CEST, Basic Principles, Contributions To Z-Spectrum
Daniel F. Gochberg1

1Vanderbilt University Institute of Imaging Science

Synopsis

The purpose of this lecture is to introduce the ideas underlying 1) exchange effects in MRI, and CEST in particular; 2) the contributions to CEST contrast; 3) CEST comparisons to spectroscopy; and 4) current issues in CEST research related to pulse sequence design, imaging metrics, and solute specificity.

Most MRI contrast is generated by exchange phenomenon. While relaxation theory is typically taught using the ideas of Bloembergen, Purcell, and Pound (BPP) and focusing on the effects of molecular motion, it is magnetization exchange that is often the essential contributor to relaxation effects in vivo, especially at higher field strengths. In this sense, simple T1- and T2-weighted imaging are measures of magnetization exchange. However, these commonly applied imaging methods generate non-specific contrast, since many distinct exchanging and non-exchanging phenomenon contribute. Magnetization transfer (MT) was developed as a means for imaging a more specific biophysical phenomenon: exchange between water and macromolecules. MT in turn led to chemical exchange saturation transfer (CEST), a means for generating contrast based on magnetization exchange with particular sites, as illustrated in the figure, which reside on particular molecules.

Like spectroscopy, CEST gives information on metabolic concentrations. However, while spectroscopy directly images the metabolite proton signal, CEST is an indirect measure, reporting on changes in the water signal due to exchange between water and a metabolite. This direct/indirect difference results in distinct characteristics: spectroscopy works on most in vivo molecules, generates narrow peaks, and has a small signal strength; CEST works only on molecules with amendable exchange rates and frequency offsets, generates broad peaks that are blurred by rf irradiation and exchange, and has a relatively large signal. Most fundamentally, magnetization exchange is detrimental to spectroscopy and essential to CEST.
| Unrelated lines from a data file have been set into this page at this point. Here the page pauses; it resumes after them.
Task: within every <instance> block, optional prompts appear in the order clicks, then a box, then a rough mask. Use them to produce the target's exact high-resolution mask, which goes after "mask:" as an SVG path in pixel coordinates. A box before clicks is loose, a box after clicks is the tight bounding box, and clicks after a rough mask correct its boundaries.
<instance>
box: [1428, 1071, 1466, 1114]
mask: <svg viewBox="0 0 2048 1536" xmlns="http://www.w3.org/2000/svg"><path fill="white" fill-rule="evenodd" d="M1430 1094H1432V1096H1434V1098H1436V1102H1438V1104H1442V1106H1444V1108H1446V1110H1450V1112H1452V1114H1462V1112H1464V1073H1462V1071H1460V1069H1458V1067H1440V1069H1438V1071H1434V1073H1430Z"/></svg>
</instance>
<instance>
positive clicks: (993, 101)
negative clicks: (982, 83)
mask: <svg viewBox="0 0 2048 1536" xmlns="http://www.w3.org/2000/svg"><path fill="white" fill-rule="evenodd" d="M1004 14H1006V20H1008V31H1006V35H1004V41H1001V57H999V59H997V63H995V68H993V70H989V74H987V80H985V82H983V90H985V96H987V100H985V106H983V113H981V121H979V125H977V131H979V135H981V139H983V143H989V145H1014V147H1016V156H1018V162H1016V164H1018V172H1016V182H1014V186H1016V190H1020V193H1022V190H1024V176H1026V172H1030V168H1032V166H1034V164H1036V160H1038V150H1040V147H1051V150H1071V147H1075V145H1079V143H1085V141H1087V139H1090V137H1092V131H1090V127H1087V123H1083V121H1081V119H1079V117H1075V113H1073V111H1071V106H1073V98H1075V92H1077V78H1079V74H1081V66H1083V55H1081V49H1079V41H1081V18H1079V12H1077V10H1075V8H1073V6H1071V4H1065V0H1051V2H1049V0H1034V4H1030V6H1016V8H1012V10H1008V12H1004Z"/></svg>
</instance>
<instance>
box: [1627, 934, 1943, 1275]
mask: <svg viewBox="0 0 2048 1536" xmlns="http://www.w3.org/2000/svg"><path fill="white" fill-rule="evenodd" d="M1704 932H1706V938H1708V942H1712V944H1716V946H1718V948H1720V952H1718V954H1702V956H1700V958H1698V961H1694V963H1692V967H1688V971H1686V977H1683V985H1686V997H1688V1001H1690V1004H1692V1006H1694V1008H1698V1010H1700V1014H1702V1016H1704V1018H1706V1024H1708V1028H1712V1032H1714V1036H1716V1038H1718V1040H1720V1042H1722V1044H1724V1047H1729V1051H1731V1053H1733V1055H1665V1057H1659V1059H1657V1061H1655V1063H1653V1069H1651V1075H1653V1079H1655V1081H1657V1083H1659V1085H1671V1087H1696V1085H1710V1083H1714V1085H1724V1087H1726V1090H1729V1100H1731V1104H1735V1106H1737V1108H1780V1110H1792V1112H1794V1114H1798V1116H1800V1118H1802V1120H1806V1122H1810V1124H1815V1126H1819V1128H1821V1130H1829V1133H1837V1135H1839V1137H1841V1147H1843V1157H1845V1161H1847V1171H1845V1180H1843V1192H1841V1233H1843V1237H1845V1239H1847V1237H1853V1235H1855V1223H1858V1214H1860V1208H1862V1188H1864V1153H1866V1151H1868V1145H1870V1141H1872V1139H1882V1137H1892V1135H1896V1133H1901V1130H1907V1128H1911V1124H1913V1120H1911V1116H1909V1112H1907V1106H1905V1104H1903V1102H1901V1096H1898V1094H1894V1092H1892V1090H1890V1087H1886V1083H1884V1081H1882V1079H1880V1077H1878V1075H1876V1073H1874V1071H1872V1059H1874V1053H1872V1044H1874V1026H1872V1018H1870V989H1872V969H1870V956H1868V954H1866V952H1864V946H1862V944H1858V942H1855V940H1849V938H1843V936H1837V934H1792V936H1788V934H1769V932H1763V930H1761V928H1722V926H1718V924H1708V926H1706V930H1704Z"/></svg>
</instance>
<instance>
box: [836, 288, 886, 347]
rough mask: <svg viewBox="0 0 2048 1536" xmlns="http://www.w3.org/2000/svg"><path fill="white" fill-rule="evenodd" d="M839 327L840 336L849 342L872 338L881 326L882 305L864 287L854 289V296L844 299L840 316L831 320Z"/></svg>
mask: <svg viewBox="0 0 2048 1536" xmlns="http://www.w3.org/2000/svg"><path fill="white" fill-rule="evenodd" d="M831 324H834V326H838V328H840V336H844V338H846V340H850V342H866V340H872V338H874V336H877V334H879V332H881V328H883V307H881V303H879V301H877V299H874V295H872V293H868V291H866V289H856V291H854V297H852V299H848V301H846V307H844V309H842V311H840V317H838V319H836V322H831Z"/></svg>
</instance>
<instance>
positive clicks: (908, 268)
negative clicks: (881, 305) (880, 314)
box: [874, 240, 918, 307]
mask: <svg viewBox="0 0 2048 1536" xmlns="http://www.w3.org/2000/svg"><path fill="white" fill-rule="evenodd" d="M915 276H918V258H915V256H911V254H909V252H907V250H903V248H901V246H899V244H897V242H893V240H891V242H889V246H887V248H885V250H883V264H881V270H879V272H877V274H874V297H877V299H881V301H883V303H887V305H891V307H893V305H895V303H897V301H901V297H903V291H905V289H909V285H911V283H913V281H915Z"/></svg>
There are five key interrelated issues prevalent in current CEST research: irradiation methods, imaging metrics, solute specificity and quantitative characterization, analytic approximations, and applications. CEST methods irradiate the solute resonance, and the simplest CEST pulse sequence employs continuous wave irradiation. However, pulsed irradiation is often used in practice, either due to amplifier constraints or to generate unique and informative contrast. For example, pulsed methods have been employed to filter the signal on the basis of the exchange rate, avoid macromolecular contributions, or to isolate exchange contributions to the signal while avoiding assumptions about the solute frequency distribution. For each of these irradiation methods, there are corresponding metrics, designed to maximize solute specificity or to quantify a particular tissue parameter. This method/metric design is typically informed by an analytic signal approximation expressed in terms of the underlying tissue parameters. And this entire combination of method, metric, specificity, and analytic approximation is in the service of a particular application, targeting a particular solute, frequency offset, and exchange rate. In this talk, we will briefly touch on these issues to lay the groundwork for the rest of the session.

Acknowledgements

No acknowledgement found.

References

No reference found.

Figures

In addition to exchanging protons and/or magnetization with macromolecules, water exchanges with amides, amines, hydroxyls, and carbon bound protons.